Sudden drops highlight accumulated risk resulting from grid trading, averaging down, masked martingales, and unhedged mean reversion strategies.
EQUITY AND BALANCE
When equity and balance diverge significantly, it means the strategy is holding many open positions, often at a latent loss. Balance only shows profits already closed, while equity shows the real value of the account, including open trades. These strategies are usually used to offset latent losses with small closed profits (typical of grid or martingale bots).
In practice, the system: locks in only micro-profits and leaves increasingly large losses open until the stop loss is reached. The larger and more persistent the equity-balance gap, the greater the risk of a long-term blow-up.

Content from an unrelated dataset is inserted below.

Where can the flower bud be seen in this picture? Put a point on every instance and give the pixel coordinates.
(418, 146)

LADDER BALANCE: MARTINGALE OR GRID
Key signals: Small, frequent profits. Huge latent drawdown (much lower equity).
Lot size increases as the market moves against you. This is:
1) Martingale (if lots increase aggressively).
2) Grid (if lots are large but less aggressive).
The stop loss is usually absent or very wide.

GROWING BALANCE WITH UNSTABLE EQUITY: HYBRID GRID OR HEDGING
Key signals: Open both long and short positions to "lock in" drawdowns. Equity moves up and down as the balance rises. The bot attempts to average in both directions. This is grid hedging: a more complex version, but with the same risk: ultimately, if the market goes into a strong trend, the account goes bust.
MULTIPLE STRATEGIES
When a trader has too many strategies, it's another huge red flag. Grid/martingale strategies are spread across variations, hoping that one or more strategies will turn a profit, for example, when the stop loss hits the third.